When necessary, you can also select:
- The grouping/nesting variable (for a 2-level or 3-level model);
- Observation weights,
for unequally-weighed observations,
as in meta-analysis;
- The interval bounds for censored dependent variable observations, as in survival analysis;
- Select the Markov Chain Monte Carlo (MCMC) sampling parameters
(number of MCMC samples, burn in period, thinning intervals),
for estimating the posterior distribution of the model;
- Output results of the data analysis under the chosen Bayesian model,
through text and graphical output files, that report:
- The estimates of the posterior distribution of the model parameters;
- The model's predictive fit to the given data set;
- The predictions of the model as a function of
one or more covariates (predictors) you choose;
- the MCMC convergence of all of these estimates, through trace plots,
and subsampling methods that calculate
95% MC confidence intervals of the estimates.
- The Bayesian Regression software is a stand-alone software package.
- The software can run on a 64-bit Windows (PC) computer (also 32-bit for older software versions).
- Download the Bayesian software installation file:
New beta version for 64-bit Computers (23 MB). Includes 100 models.
Version for 64-bit Computers (23 MB). Includes 85 models.
- Click the downloaded file, BayesInstaller_web64bit.exe, to install the software.
This installation automatically includes web-based installation of MATLAB Compiler Runtime.
While installing, please be sure that you select "Add a shortcut to the desktop."
(Also, have internet an connection and disable any firewall/proxy settings).
Alternative installation instructions. Requires: MATLAB Compiler 64-bit, BayesReg64bit.exe.

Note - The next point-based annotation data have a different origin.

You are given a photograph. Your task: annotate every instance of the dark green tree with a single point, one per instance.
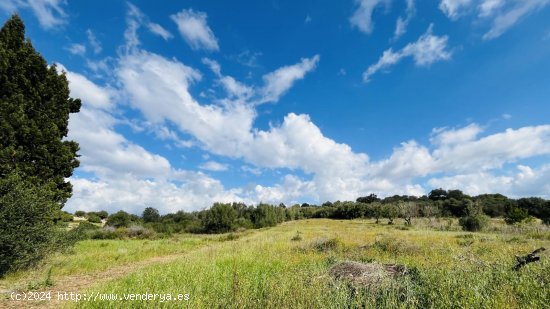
(220, 218)
(27, 228)
(34, 115)
(516, 215)
(35, 158)
(150, 214)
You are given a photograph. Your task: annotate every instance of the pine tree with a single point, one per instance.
(34, 115)
(35, 159)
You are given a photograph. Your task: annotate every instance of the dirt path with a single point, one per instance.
(79, 283)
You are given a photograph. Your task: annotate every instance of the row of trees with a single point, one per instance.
(35, 156)
(222, 218)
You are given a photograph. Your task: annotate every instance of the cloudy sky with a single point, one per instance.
(192, 102)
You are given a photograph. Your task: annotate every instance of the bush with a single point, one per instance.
(80, 213)
(119, 219)
(516, 215)
(93, 218)
(150, 214)
(26, 223)
(474, 223)
(220, 219)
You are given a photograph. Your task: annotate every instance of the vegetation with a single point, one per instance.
(26, 223)
(267, 269)
(35, 158)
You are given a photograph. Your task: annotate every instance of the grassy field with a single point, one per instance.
(288, 267)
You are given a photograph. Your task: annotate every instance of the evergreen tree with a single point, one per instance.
(35, 159)
(34, 115)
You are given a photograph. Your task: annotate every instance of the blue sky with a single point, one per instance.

Previous Software Releases:
Software versions for either Windows XP, Vista, 7, 8, or 8.1:
30June2015: 64-bit Computers (5 MB). 83 models. (MATLAB Compiler 64-bit, BayesReg64bit.exe)

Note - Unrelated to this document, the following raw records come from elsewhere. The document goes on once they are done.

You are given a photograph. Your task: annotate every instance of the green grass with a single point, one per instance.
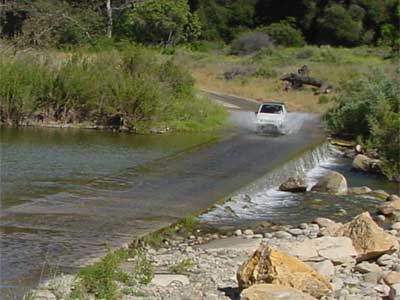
(335, 65)
(135, 88)
(182, 267)
(100, 279)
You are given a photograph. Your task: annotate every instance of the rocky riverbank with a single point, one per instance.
(320, 260)
(323, 259)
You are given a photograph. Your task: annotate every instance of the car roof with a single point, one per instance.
(273, 103)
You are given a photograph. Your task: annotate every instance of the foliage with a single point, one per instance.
(182, 267)
(188, 223)
(72, 22)
(368, 108)
(339, 27)
(165, 22)
(284, 33)
(100, 279)
(250, 42)
(117, 89)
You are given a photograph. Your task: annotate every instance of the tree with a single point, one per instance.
(166, 22)
(337, 26)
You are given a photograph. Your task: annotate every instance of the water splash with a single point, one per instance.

25March2015: For 64-bit and 32-bit Computers (6.9 MB). 59 models.
Or: MATLAB Compiler 32-bit, BayesReg32bit.exe (Version 25March2015. Includes 59 models).
- The Bayesian Regression software is opened by clicking the icon (file) BayesRegression.exe.
The Help menu gives step-by-step instructions on how to analyze data,
using a model of your choice.
- The Bayesian regression software provides several example data files that can be used
to illustrate the software through data analysis.
- To access the example data files, first click the File menu of the software,
and run the menu option "Create Bayes Data Examples file folder" (you only need to run this once).
Then click the File menu again, to import and open an example data file from this folder.
(One example data file can be downloaded from here).
- The Bayesian Regression software outputs the
results of a data analysis into text (.txt) files
with time-stamped names. They include comma-delimited (.csv) and space-delimited text files
(such as posterior samples *.MC1, residual fit statistics *.RES, and .MODEL files).
- The text output files can be viewed in free NotePad++ or TextPad.
Such software is recommended
because it opens multiple output files in separate tabs.
- The delimited text output files can be analyzed and graphed in:
spreadsheet software (free spreadsheet software available from OpenOffice);
or in the free R software, after importing the comma-delimited output file using the R command:
ImportedData = read.csv(file.choose());
- The Bayesian Regression software can also output data analysis
results into graphs, as figure (*.fig) files.
A figure file can be saved as another file format (e.g., *.eps, *.bmp, *.emf, *.jpg, and *.pdf).